Apache OpenNLP 2017 Year in Review
Summary
OpenNLP got off to a quick start in 2017 thanks to a 1.7.0 release on December 31, 2016. This version added support for Java 8 and set the tone for OpenNLP's 2017. In total, there were 7 releases in 2017. OpenNLP also got a new logo and website in 2017 with an updated look and easier navigation. OpenNLP also released its first model, a language detection model capable of identifying 103 languages. OpenNLP moved to GitHub for source management greatly simplifying the process of reviewing and merging pull requests.
Some features and improvements that were added to OpenNLP in 2017 include:
- A new language model CLI tool.
- Moses format support.
- CONLL-U format support.
- Language codes now are ISO 639-3 compliant.
- Many more unit tests.
- Prefix and suffix feature generators are now configurable.
- Learnable lemmatizer now returns all possible lemmas for a given word and part-of-speech tag.
- A new language detection component and trained language model.
- Evaluation tests now support ISO-639-3 language codes.
- Fixed handling of xml parsers used through out the package.
- New experimental API for word vectors and support for GloVe vector files.
- Added annotator notes to BratAnnotator.
- Add 20Newsgroups format support to the doccat component.
- Resolved concurrency issue in POS tagger.
Community Development
Apache OpenNLP has added 6 new committers and PMC members in 2017.
Talks and Presentations
Apache OpenNLP was presented at several events in 2017 and there will be more OpenNLP talks in 2018 across the world.
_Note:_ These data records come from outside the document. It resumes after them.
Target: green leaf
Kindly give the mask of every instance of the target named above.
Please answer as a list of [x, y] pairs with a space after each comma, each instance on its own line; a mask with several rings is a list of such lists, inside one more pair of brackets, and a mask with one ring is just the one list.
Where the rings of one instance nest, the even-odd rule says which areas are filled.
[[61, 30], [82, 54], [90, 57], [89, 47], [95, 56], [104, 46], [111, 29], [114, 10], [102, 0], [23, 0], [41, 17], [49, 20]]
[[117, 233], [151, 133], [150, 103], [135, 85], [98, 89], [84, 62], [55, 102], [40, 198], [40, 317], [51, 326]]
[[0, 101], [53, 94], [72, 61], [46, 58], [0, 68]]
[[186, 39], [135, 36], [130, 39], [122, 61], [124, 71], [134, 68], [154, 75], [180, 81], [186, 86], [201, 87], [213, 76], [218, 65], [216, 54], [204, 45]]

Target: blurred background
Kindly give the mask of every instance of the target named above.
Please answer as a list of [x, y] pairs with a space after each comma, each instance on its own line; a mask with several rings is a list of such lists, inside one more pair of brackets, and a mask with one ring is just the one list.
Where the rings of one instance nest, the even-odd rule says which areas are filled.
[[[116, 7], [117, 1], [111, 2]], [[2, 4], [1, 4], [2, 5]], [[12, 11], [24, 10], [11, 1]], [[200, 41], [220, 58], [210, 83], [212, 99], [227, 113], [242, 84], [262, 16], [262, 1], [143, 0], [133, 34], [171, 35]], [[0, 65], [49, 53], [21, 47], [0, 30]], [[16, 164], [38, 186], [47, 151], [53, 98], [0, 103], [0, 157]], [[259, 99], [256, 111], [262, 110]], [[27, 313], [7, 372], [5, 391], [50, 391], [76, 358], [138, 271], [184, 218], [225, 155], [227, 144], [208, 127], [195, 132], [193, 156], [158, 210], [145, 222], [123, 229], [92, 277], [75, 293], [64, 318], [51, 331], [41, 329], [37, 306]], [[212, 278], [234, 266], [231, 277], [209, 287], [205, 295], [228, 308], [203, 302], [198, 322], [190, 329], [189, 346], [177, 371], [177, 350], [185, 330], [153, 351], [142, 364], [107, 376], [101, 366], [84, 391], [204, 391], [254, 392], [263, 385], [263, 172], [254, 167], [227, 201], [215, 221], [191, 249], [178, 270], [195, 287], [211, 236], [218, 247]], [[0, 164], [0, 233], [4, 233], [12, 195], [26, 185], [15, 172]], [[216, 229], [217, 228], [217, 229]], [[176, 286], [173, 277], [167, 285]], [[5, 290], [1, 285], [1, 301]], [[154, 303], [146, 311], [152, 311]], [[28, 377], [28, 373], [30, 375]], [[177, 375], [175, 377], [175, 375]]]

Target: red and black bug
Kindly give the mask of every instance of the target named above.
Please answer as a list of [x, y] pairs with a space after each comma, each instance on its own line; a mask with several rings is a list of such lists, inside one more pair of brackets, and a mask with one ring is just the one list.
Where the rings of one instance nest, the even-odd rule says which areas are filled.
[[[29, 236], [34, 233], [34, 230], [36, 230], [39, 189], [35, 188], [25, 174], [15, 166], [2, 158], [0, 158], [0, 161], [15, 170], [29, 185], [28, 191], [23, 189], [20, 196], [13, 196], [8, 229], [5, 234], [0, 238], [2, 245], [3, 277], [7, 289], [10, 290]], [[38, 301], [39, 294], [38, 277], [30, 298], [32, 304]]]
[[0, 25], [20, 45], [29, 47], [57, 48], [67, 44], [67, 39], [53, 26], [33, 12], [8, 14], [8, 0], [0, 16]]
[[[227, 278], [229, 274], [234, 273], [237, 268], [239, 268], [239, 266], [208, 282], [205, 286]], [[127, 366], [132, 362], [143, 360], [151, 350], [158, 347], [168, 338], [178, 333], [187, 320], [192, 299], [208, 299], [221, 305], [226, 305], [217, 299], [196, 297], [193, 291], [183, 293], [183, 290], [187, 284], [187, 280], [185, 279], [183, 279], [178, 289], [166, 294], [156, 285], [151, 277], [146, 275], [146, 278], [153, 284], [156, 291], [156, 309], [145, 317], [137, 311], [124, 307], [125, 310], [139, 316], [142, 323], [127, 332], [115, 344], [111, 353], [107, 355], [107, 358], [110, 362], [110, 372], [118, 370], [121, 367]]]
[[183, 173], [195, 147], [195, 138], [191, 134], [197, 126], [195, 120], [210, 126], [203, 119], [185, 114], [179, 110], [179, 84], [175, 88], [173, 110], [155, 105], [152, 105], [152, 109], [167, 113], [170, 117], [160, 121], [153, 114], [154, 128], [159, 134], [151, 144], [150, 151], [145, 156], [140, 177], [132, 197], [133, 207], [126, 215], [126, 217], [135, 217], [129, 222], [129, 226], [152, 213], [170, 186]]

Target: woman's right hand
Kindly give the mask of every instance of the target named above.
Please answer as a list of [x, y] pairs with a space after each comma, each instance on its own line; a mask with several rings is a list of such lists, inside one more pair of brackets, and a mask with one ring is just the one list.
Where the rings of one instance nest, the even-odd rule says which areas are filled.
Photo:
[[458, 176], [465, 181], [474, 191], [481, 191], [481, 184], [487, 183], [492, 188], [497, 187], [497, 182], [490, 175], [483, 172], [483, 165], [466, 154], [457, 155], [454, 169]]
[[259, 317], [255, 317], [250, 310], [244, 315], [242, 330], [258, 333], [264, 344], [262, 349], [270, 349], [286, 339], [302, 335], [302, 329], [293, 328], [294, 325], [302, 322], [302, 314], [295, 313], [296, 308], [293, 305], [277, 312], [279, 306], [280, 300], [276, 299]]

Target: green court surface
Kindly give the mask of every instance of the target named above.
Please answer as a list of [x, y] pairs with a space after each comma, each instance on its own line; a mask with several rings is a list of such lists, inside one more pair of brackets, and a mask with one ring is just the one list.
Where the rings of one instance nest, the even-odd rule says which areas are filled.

- Deriving Actionable Insights from High Volume Media Streams by Peter Thygesen and Jörn Kottmann
- Embracing Diversity: Searching over multiple languages Tommaso Teofili and Suneel Marthi, Berlin Buzzwords, Berlin Germany, June 12, 2017
- A Deep Text Analysis System based on OpenNLP Boris Galitsky, ApacheCon Europe 2016, Seville Spain, November 2016
- It takes a Village to solve a Problem in Data Science Daniel Russ, Data Science Maryland Meetup, Laurel Maryland, June 19, 2017
- Large Scale Processing of Text Suneel Marthi, Hadoop Summit/DataWorks Summit, San Jose California, June 15, 2017
Releases
OpenNLP had 7 releases in 2017. They were:
- 1.8.4 - December 25, 2017
- 1.8.3 - October 26, 2017
- 1.8.2 - September 15, 2017
- 1.8.1 - July 8, 2017
- 1.8.0 - May 18, 2017
- 1.7.2 - February 4, 2017
- 1.7.1 - January 23, 2017
- 1.7.0 - December 31, 2016
Release Timeline
Models
The OpenNLP team was very excited to announce the language detection model's release on November 2, 2017. This model is capable of identifying 103 languages. The model is available for download from the OpenNLP website.
Activity
OpenNLP added 6 new committers and PMC members in 2017. There are currently 21 committers and 15 PMC members.
Tasks
- 289 JIRA tasks were closed in 2017.
- 346 JIRA tasks were opened in 2017.
Code
- There were 269 closed pull requests.
- There were 323 git commits throughout the year:
Notable Use of OpenNLP
OpenNLP powers an Air New Zealand Oscar chat bot.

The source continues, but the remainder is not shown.